O julgamento de um dos casos mais emblemáticos da justiça brasileira, o da morte do menino Henry Borel, ganhou um novo e dramático capítulo nesta semana. O advogado Fabiano Tadeu Lopes, líder da equipe de defesa de Jairo Souza Santos Júnior, conhecido como Dr. Jairinho, surpreendeu ao anunciar seu retorno ao 2º Tribunal do Júri. A decisão foi tomada mesmo após o defensor ter sofrido um infarto há apenas quatro dias, demonstrando a intensidade e a complexidade que envolvem o processo.
A condição de saúde de Lopes havia sido inicialmente apresentada como um motivo para mais um adiamento do júri, que já enfrentava interrupções. No entanto, a confirmação de seu retorno, prevista para esta quinta-feira (28), foi dada à Agência Brasil pelo advogado Rodrigo Faucz, que também integra a defesa de Dr. Jairinho. A notícia reacende os debates e a expectativa em torno de um julgamento que prende a atenção do país desde 2021.
A complexidade do retorno ao julgamento
A volta de Fabiano Lopes ao tribunal não é isenta de riscos ou de procedimentos incomuns. O advogado assinou um termo de responsabilidade, uma espécie de “auto alta médica”, e comparecerá às sessões com acompanhamento médico. A medida ressalta a pressão e a dedicação exigidas em um caso de tamanha repercussão. Na segunda-feira (25), a juíza Elizabeth Machado Louro, que preside o Tribunal do Júri, havia sido informada de que Lopes estava com apenas 30% de sua capacidade cardiorrespiratória, o que tornava seu retorno ainda mais inesperado.
O caso Henry Borel, que chocou o Brasil, investiga a morte do menino de 4 anos em março de 2021. Dr. Jairinho e sua ex-companheira, Monique Medeiros, mãe da criança, são os principais acusados. Segundo a Polícia Civil e o Ministério Público, Henry foi vítima de agressões por parte de Jairinho, enquanto Monique é acusada de omissão em relação à violência sofrida pelo filho. À época dos fatos, Jairinho exercia seu quinto mandato como vereador no Rio de Janeiro, o que adicionou uma camada de interesse público e político ao desdobramento da investigação.
Manobras legais e a retomada do processo
O julgamento, que agora entra em seu terceiro dia nesta quarta-feira (27), já havia sido suspenso em 23 de março.

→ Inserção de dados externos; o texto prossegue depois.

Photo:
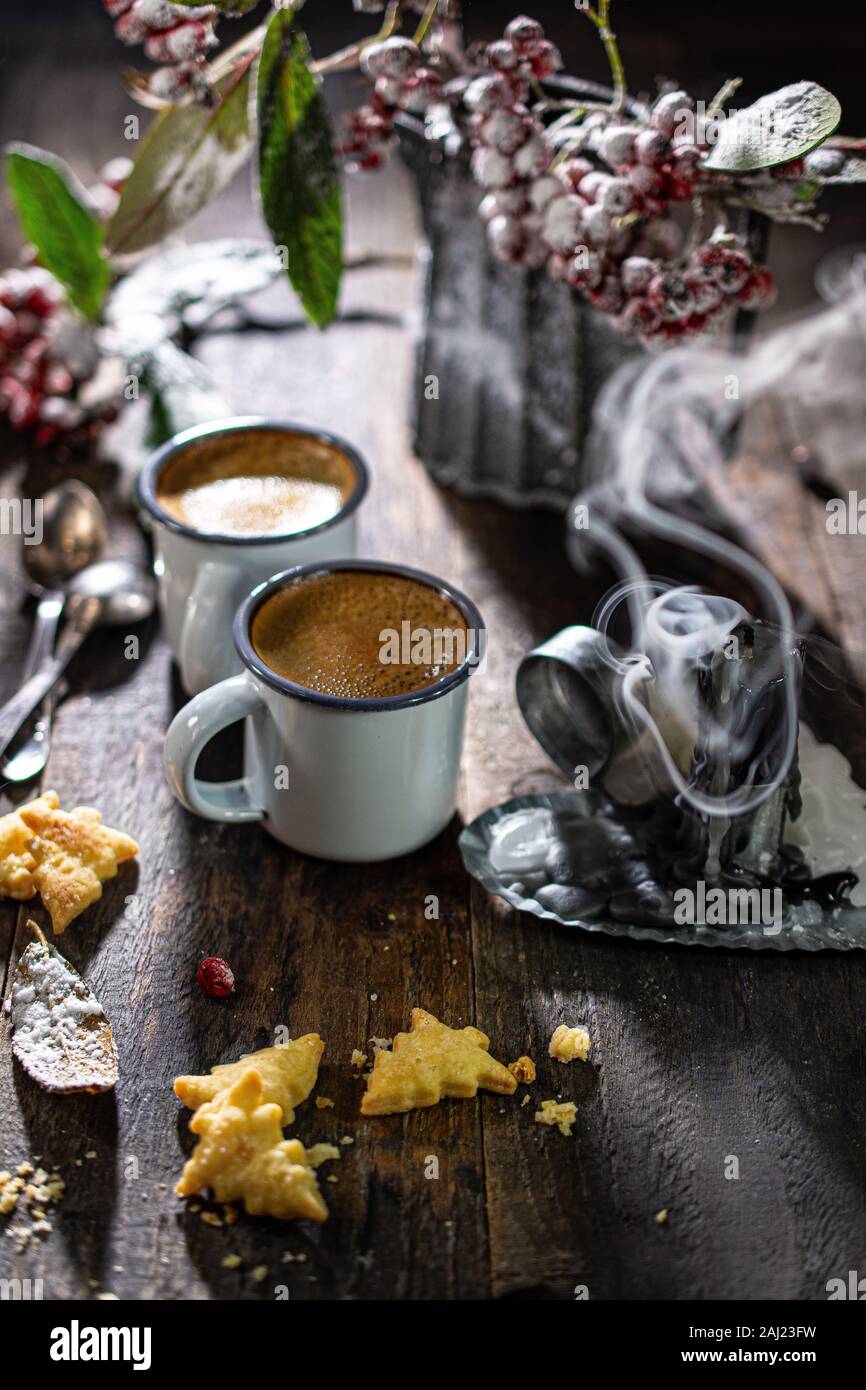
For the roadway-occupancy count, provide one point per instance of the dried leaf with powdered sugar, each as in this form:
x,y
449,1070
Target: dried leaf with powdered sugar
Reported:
x,y
60,1032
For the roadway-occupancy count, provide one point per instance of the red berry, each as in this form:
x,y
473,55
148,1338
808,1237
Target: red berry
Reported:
x,y
501,56
545,61
216,977
524,35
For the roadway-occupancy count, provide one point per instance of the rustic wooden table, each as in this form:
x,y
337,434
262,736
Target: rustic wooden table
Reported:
x,y
698,1057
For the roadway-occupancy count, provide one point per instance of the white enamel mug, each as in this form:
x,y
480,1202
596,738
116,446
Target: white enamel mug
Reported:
x,y
202,577
341,779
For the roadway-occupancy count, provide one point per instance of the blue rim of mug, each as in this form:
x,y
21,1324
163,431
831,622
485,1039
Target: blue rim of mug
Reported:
x,y
250,605
152,470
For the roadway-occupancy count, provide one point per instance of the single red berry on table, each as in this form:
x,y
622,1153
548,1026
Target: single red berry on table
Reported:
x,y
216,977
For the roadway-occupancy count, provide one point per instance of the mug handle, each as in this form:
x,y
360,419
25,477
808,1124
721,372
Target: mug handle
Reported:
x,y
211,594
188,734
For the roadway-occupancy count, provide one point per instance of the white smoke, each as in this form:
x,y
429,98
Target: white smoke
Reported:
x,y
662,442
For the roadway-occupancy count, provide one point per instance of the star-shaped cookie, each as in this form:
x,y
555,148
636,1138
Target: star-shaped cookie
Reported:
x,y
242,1155
72,854
430,1062
288,1075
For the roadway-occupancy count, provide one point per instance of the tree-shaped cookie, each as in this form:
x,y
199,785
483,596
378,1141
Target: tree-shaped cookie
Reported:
x,y
242,1157
430,1062
72,855
288,1075
15,862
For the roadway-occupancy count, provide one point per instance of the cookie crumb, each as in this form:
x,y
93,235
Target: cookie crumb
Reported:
x,y
523,1069
558,1112
569,1044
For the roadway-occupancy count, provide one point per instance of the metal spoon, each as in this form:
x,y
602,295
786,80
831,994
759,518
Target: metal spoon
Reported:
x,y
113,592
72,535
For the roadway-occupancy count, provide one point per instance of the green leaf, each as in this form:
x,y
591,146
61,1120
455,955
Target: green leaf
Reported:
x,y
780,127
56,218
181,392
188,156
298,178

Naquela ocasião, a defesa abandonou o júri alegando falta de acesso a provas, o que gerou um novo adiamento e intensificou a tensão em torno do processo. A retomada, no entanto, não foi simples.

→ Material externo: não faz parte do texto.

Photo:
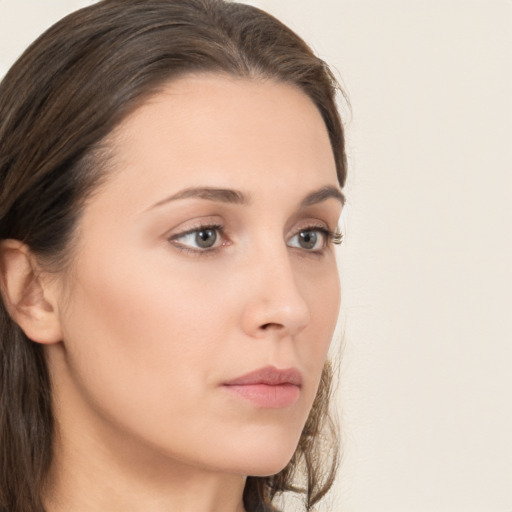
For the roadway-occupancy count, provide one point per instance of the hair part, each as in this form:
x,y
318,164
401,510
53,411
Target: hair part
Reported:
x,y
58,104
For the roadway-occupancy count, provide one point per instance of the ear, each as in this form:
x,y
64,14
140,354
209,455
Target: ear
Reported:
x,y
27,294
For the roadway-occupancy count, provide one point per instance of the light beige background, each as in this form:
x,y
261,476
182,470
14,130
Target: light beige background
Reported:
x,y
426,391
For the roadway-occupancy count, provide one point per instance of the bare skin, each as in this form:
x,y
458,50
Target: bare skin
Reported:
x,y
175,290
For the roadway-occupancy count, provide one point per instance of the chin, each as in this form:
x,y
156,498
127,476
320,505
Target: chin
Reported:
x,y
264,458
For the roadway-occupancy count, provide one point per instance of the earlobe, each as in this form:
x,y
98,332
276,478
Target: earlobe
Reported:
x,y
26,294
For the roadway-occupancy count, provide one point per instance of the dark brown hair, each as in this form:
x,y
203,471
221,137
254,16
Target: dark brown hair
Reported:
x,y
58,103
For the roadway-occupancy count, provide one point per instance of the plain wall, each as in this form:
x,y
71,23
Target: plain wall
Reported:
x,y
426,380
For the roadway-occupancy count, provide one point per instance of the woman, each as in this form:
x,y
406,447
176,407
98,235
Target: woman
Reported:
x,y
171,175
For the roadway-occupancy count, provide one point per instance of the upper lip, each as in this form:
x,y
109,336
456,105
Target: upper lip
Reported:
x,y
269,375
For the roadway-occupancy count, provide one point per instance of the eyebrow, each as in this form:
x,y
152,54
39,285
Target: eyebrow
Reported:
x,y
222,195
318,196
226,195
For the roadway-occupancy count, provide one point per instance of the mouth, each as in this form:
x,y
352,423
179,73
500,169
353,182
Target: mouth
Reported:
x,y
268,387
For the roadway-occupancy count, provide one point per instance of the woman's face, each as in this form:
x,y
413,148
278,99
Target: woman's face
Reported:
x,y
202,260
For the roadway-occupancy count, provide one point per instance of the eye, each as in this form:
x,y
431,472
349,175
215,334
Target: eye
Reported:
x,y
202,238
311,239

No início desta semana, antes mesmo do debate de questões processuais, Dr. Jairinho solicitou à juíza Elizabeth Machado uma nova data para a análise do caso. Ele argumentou que Fabiano Lopes, então hospitalizado, era o advogado mais preparado para representá-lo e chegou a destituir os demais defensores. A juíza, considerando a atitude uma manobra protelatória, indicou que deferiria o pedido, mas impôs uma condição: a transferência de Jairinho para o presídio Bangu 1, conhecido por sua rigidez. Diante da exigência, Jairinho recuou, reconstituiu seus advogados e o julgamento foi finalmente iniciado.
Depoimentos cruciais e as acusações
A sessão desta quarta-feira começou às 11h, duas horas depois do previsto, devido à extensão dos depoimentos da véspera, que se prolongaram até as 2h da madrugada. Na terça-feira (26), foram ouvidos os delegados Edson Henrique Damasceno, responsável pela investigação inicial, e Ana Carolina Medeiros. Damasceno, em seu depoimento, reforçou a tese da acusação, afirmando que a versão dos réus sobre a morte da criança por uma queda da cama era uma “farsa ensaiada”.
Ele também detalhou como mensagens recuperadas do celular da babá de Henry, Thayná de Oliveira Ferreira, foram cruciais para a polícia confirmar que a mãe, Monique, tinha conhecimento das agressões sofridas pelo filho. Atualmente, Jairinho e Monique contam com equipes de defesa separadas, em contraste com o início do processo. Com 27 testemunhas arroladas e sete jurados responsáveis pela decisão, a expectativa é que o julgamento se estenda por cerca de cinco dias.
Dr. Jairinho é acusado de seis crimes, incluindo homicídio qualificado por meio cruel e que impossibilitou a defesa da vítima, três torturas contra a criança, fraude processual e coação no curso do processo. Monique Medeiros responde por sete crimes, entre eles homicídio por omissão qualificado e omissão. O desfecho deste caso, que mobilizou a opinião pública e gerou intensos debates sobre a proteção à infância, é aguardado com grande expectativa.